Visto che ho deciso di accontentarlo, scelgo di dirne solo una di banalità, che tra l’altro indirettamente mi ha suggerito lui, il gatto della vicina (credo sia una gatta ma in questo momento di intensa comunità spirituale tra me e il felino, lo considero come una sorta di archetipo del gatto, un Gatto in rappresentanza di tutti i gatti che sono, sono stati, e saranno), e cioè che i tipi da cane sono più evidenti, e lo sono semplicemente perché li vedi, perché il cane lo portano a spasso, perché lo tengono in giardino, perché hanno il cartello appiccicato sulla porta, perché lo fanno scagazzare davanti al tuo cancello, mentre che la mia vicina fosse una tipa da gatto l’ho saputo solo dopo aver visto lui — il Gatto — e tra l’altro vedere gatti sulle finestre e nei cortili non ti assicura automaticamente che il micio abiti lì, perché loro, se possono, vanno in giro, adottano altri posti, vanno a dormire sul cofano delle auto degli sconosciuti, zampettano nei giardini di chi gli sta simpatico.

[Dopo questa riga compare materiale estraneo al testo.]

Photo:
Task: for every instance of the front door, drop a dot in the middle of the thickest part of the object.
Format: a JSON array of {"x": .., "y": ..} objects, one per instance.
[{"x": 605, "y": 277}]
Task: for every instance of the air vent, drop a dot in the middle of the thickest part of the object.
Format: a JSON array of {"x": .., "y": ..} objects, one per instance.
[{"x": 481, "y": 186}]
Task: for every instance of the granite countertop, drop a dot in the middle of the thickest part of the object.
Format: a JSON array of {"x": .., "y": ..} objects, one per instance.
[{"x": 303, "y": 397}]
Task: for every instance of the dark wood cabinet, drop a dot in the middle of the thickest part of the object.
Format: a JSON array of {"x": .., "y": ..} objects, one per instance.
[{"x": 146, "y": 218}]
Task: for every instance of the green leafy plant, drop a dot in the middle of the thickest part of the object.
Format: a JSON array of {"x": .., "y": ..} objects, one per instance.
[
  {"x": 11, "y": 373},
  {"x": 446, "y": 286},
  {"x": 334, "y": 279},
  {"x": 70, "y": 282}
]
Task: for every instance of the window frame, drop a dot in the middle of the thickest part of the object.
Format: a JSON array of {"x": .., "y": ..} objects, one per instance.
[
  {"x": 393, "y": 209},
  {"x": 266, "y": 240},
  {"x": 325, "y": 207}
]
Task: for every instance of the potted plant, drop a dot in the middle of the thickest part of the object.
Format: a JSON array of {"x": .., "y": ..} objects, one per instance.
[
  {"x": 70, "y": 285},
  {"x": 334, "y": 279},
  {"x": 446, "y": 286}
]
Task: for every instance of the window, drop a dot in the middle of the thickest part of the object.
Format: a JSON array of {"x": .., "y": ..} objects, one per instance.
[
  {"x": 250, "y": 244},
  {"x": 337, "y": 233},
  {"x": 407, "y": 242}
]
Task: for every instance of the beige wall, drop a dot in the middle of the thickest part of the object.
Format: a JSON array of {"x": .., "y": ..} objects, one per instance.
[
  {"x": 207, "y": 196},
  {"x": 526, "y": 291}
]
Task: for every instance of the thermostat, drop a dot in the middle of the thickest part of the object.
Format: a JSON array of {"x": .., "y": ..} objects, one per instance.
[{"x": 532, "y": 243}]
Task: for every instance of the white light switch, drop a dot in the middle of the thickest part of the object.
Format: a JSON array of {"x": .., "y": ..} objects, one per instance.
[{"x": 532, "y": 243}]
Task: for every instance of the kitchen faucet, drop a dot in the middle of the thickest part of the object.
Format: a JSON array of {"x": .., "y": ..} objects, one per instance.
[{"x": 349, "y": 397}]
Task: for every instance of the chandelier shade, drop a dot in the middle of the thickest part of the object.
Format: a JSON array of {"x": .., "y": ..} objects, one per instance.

Prima dell’invasione di micetti, miciolini e gattoni vomitati nel flusso senza fine dei social network dai loro orgogliosi padroni, per sapere se qualcuno fosse un tipo da gatto oppure no dovevi andare a casa sua oppure, nel caso di personaggi pubblici più o meno famosi, sperare che pubblicasse un libro sui gatti (tipo Burroughs o Warhol), disegnasse un fumetto sui gatti (come Giacomo Nanni) o sugli elefanti (vedi Bachelet), o ancora augurarti che manager, editori o agenti li convincessero a farsi fotografare col micio (ma ora vanno di moda gli agnellini).
Per questo — i già citati Burroughs e Warhol a parte — forse non tutti conoscono il lato-gatto degli uomini di cultura, arte, scienza e politica raccolti in questo libro illustrato dall’artista americano Sam Kalda e intitolato Of Cats and Men: History’s Great Cat-loving Artists, Writers, Thinkers and Statesmen.
Dagli antichi egizi ad Ai Weiwei, passando per Newton, Mark Twain, Nikola Tesla, Churchill, Klee, Raymond Chandler, Hemingway, Bukowski, Brando, Lagerfeld, Freddie Mercury e Haruki Murakami, Kalda racconta in 112 pagine, attraverso brevi testi, citazioni e ritratti, l’influsso dei mici nella vita (e spesso nelle opere) di alcuni tra i più importanti uomini della storia.
P.S.
Ciao Gatto, grazie della dritta, e visto che sei qui in rappresentanza di tutti i tuoi simili, salutami Otto, che ora vive coi miei, e tutti quelli che mi conoscono non ci sono più: Nerina, Camilla, Chicco, Chicca, Birillo, Birillo II, l’altro Chicco e i tanti figli senza nome di Nerina e Camilla che abbiamo regalato.